Month: May 2019

Books that have bummed me out recently

No rant, I’m just tired. I don’t feel excited about anything.

I’ve been reading the free books out of the office and it’s been depressing. Some writers I used to like are doing things I just can’t get behind. Writing really long novels about New York. Circlejerking each other in ‘critical essay collections.’ Turning weirdly centrist. I guess all your heroes eventually disappoint you but these weren’t even my heroes, more just people I could rely on to write something I was interested in.

I’ve always been pessimistic about poetry and writing in general. Maybe I’m a cynic. I’m sensitive about poetry being both the thing I love and also incredibly annoying. I’m always willing to sell poetry out in the name of really good fiction.

The past few weeks I’ve been up to my neck in bad fiction, which I thought I would find less dismal than reading poetry I didn’t like but turned out to be worse. The straw that broke the camel’s back was called Peach by Emma Glass. I should say that I more skimmed than read it and then read the Goodreads reviews, but check out this opening sentence:

Thick stick sticky sticking wet ragged wool winding round the wounds, stitching the sliced skin together as I walk, scraping my mittened hand against the wall.

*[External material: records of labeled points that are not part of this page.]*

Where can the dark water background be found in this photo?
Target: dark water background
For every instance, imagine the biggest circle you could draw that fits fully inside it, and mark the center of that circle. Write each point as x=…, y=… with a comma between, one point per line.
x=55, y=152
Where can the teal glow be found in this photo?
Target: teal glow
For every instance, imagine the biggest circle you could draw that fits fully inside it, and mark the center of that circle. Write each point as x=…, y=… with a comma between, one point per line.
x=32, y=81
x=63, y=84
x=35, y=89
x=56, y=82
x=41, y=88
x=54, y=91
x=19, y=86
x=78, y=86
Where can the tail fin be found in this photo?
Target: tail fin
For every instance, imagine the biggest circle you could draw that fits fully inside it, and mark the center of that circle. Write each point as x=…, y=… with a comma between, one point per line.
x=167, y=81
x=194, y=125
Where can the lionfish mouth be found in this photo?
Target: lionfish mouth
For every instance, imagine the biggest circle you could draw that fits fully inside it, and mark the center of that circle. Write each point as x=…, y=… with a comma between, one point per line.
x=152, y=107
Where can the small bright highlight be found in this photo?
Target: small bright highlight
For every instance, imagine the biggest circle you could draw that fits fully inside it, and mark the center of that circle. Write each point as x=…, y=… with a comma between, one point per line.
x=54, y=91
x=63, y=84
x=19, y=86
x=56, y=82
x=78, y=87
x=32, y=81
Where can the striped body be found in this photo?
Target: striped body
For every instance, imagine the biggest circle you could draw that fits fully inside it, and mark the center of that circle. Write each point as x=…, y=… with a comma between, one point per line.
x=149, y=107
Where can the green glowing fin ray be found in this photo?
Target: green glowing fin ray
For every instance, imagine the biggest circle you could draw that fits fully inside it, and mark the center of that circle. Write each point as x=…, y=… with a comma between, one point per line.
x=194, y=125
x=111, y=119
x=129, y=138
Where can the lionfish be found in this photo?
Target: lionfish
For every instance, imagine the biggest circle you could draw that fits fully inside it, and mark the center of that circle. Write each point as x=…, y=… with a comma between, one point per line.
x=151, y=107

Jessica Sullivan called the book ‘more like a 96-page poem than a novel,’ which rankled a bit but also made me laugh. Fiction that’s horrible to read? Just call it poetry!

The spectacle of excess that is PUBLISHING churns out this stuff.

I was reading A Separation by Katie Kitamura the other day, which I liked OK, when I discovered, in the middle of a $25 hardcover, a big fat typo (“breath” where it should say “breathe”). The book is out from Riverhead, an imprint of Penguin. This is the big dogs! And still no one could be bothered to read the entire thing through… just one last time before they sent it.

Of course, that person would probably be an underpaid, overworked assistant…

OK maybe a little bit of a rant.

The last book I read was called Fire Sermon. I have a soft spot for literary fiction that’s basically erotica but this book had me gritting my teeth. It’s a first-person narrative of an affair between a married professor and a poet told largely through email and ugh, they just have so much money. At the end, the professor and her husband who rapes her, whom she hates and lies to, grow old together in a nice house in the countryside.

I could just not read this stuff and then not get angry about it, but this is what the ‘reading public’ is exposed to. This is what they buy. I just want to read something I connect to, that entertains me without pandering… I know it’s out there, but sometimes I struggle for months to find it, even as the books on my desk keep piling up.

Sports Bra

Are the straps load-bearing? Will the dog
        evade the leash? How many inches

between cup and bust’s width? Does a tree
        make its own shade or does the storm

fill seedbeds with darkness as it passes?
        Can I run in it?


My poems have been lame recently so I’ve been finishing some really old ones. Here’s what happened to a poem that used to be called ‘Shorts with Inner Brief’ (a title I’m definitely saving for something else).

In praise of taking pictures

I spent several hours this afternoon posting pictures. Posting pictures is a way of keeping them somewhere I know I can come back to them. I can see things I couldn’t before: a false smile, a friend I didn’t value enough, how hideous a favorite pair of pants was. I got back on social media last summer and before that hadn’t posted any personal content in about three years. In those years I took hundreds of photos and never looked at most of them again, mostly of my ex and our cat. Going back through them is painful but also a good reminder of how quickly you forget what your life used to be like. It’s too easy to feel like today, yesterday, the past few months, is all there is.

There was another shooting today, a couple of hours ago. College campus, two dead, several critically injured. I feels dazed and unsteady. It’s been a horrible week. Game of Thrones and the Avengers movie making my timeline suck shit, et cetera. When I came into work this afternoon we all sat in our cubicles silently. What even is there to say?

The past few years have been very shitty, from my personal microcosm to the world in general. I don’t know why I still care about keeping a record. Mostly it just makes me sad. But I think it has something to do with how likely it seems that it will all be negated in a shocking act of violence, either the slow kind or the quick. Why bother to cull the excess (delete the blurry stuff)? Even the accidental screenshots are proof of life.

When things seem unimaginably bad, I find myself looking at all the photos I have of houses, which I’ve been taking since I was in high school. An overgrown front yard in Oakland, a collapsed duplex in St. Louis, turkeys across from my dad’s place in Jersey, the cheaply erected condos on my block in Bedstuy covered in half-assed snow. The first short story I ever wrote that I was proud of was called “Little Blue Houses” and it started just this way: I saw a house, I pictured life in it, and I made something that felt human. It feels important that I remember how to do that, especially on days like this.